Most of the fencers on an Ivy roster are recruits with the exceptions of a couple walk ons. Yes, National Rank determines who will be recruited and in fact receive a LL. The general rule of thumb is the fencer needs to be in the top 32 of the National Junior Points Standing and top 10 of the fencers in his/her graduating year in that particular weapon.

To answer your question in regards to LL in 2019, Harvard gave out 5 LL, Yale 6, UPenn 6. Columbia has a bigger roster and gives out more typically.

Living in the belly of the beast, a lot of things in the article rang true to me. Part of the dynamic is that the private high schools that you think of as the usual suspect feeder schools are very successful at placing athletes into top tier colleges. They have been doing it for years and the colleges understand what they are getting when they take one of their athletes. They also have the resources and ability to recruit talent to their schools such that they can keep their squash/lacrosse/water polo championship dynasties alive, which is a very important part of their brand. This track record of college admissions success with athletes just feeds the parent mind set that its possible for their child to do the same because they see it year after year. In communities where money isn’t an issue for a larger than normal group of people, it can truly turn into an arms race.

The athletes in these sports are often not first generation athletes. Their parents, aunts and uncles, grandparents played lax, were on crew, are friends with the college coaches.

There are a lot more youth players than there were 10-15 years ago and there are still the same number of spots on the teams at Yale and Princeton. These parents have to accept that there are 30 students for every spot, and their kids just aren’t good enough. And they must accept that their kids might just be happy playing at a small school in NC or at a D3 school that no one has ever heard of.

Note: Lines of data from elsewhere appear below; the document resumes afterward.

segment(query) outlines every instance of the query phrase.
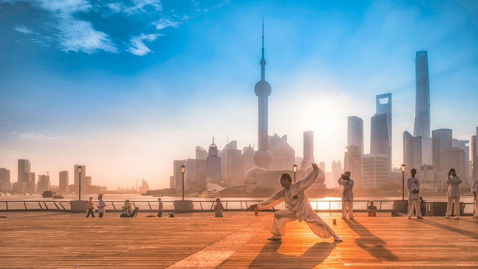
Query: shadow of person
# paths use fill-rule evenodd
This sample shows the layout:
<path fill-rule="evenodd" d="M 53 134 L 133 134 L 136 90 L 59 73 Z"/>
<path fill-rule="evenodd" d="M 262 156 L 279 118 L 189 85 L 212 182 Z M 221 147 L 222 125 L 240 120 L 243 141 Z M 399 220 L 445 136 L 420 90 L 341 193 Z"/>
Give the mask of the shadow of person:
<path fill-rule="evenodd" d="M 287 249 L 296 249 L 296 246 L 288 246 L 287 243 L 280 241 L 273 241 L 267 242 L 260 250 L 255 259 L 247 266 L 250 269 L 276 269 L 286 268 L 304 268 L 312 269 L 320 264 L 327 259 L 335 248 L 337 243 L 330 242 L 318 243 L 312 246 L 300 256 L 292 255 L 288 255 L 278 252 L 281 246 Z M 285 251 L 286 252 L 287 251 Z M 246 263 L 243 261 L 243 257 L 241 259 L 241 263 Z M 228 266 L 228 264 L 237 265 L 236 261 L 234 261 L 234 256 L 224 261 L 218 268 L 222 266 Z"/>
<path fill-rule="evenodd" d="M 386 242 L 373 235 L 359 222 L 355 219 L 352 221 L 347 219 L 344 220 L 353 231 L 360 236 L 360 238 L 355 240 L 357 246 L 367 251 L 380 261 L 398 260 L 398 258 L 385 247 Z"/>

@twoinanddone As far as fencing goes, most fencers tend to be first generation in the sport. With few exceptions, those fencers who are not first generation in the sport and rise to the top tend to be children of coaches who did not grow up in the US (most are from former Soviet Union/Eastern Europe). Fortunately, there are very good D3 options for fencers who are not ranked in the top 32 in the country and are great students.